With Keith Lockhart's departure last May after 11 seasons as music director of the Utah Symphony, and the search committee's take-it-slow approach to finding a replacement, the orchestra found itself in the unusual situation of opening the new season this weekend without a music director in place.
And with the start of the new season this is a good time to examine Lockhart's tenure with the orchestra.
Two questions need to be examined and answered. What is Lockhart's legacy here, and, is the Utah Symphony a better orchestra now than when Lockhart came?
Lockhart's legacy as music director rests mainly on two things: his Gustav Mahler cycle and the merger of the Utah Symphony and Utah Opera in 2002.
In an obvious attempt to connect with legendary music director Maurice Abravanel, Lockhart made it a point to conduct at least one Mahler symphony each season. While his performances of these works weren't always well conceived or executed — and fall short of the recordings the orchestra made of them under Abravanel in the 1960s and '70s — Lockhart did introduce a new generation of concertgoers to Mahler's symphonies and reintroduced many of them into the symphony's repertoire.
When the symphony and opera announced plans to merge, Lockhart was one of the most vocal proponents of the union, insisting that it was the right thing to do in order to ensure each company's future in a world in which arts organizations were finding it increasingly difficult to operate in the black.
Whether this would have been the case with the Utah Symphony and Utah Opera will never be known, since the report commissioned by the two was unabashedly slanted in favor of a merger.
In any case, it didn't hurt either company once the newness of it wore off and the two companies could go ahead and do what they did best — independently of each other as in pre-merger days.
Lockhart also took the orchestra on its first European tour in nearly two decades, and it made its first recording since Joseph Silverstein's time as music director.
Unfortunately, neither was highly successful and didn't result in follow-up tours or recordings.

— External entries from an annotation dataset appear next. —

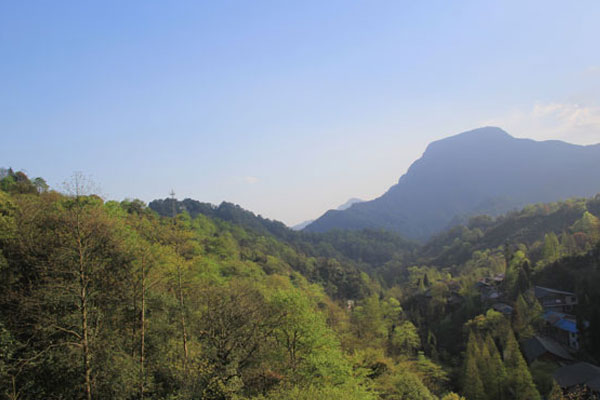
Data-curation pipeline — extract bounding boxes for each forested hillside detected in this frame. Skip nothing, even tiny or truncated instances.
[0,170,600,400]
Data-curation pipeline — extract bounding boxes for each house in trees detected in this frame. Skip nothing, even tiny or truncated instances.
[492,303,513,316]
[544,311,579,350]
[522,336,573,365]
[554,362,600,396]
[534,286,577,313]
[475,274,504,302]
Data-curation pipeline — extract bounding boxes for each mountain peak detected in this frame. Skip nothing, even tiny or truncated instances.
[306,126,600,239]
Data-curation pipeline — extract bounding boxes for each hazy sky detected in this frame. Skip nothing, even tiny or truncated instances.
[0,0,600,224]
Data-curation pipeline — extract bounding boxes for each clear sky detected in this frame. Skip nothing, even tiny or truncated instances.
[0,0,600,224]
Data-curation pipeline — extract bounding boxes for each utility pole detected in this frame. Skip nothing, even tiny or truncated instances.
[169,189,177,223]
[169,189,188,375]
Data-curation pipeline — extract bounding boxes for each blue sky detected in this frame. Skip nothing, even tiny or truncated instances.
[0,0,600,224]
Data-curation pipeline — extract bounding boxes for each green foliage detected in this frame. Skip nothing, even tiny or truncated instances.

Lockhart came to Salt Lake City in 1998 as Silverstein's successor with a major handicap. At the time he was the music director of the Cincinnati Chamber Orchestra but better known as the conductor of the Boston Pops.
The symphonic repertoire was new to him as a conductor, so his firsthand experience with this music was rather limited. And, regrettably, he had a pops approach to many of the works in the standard repertoire.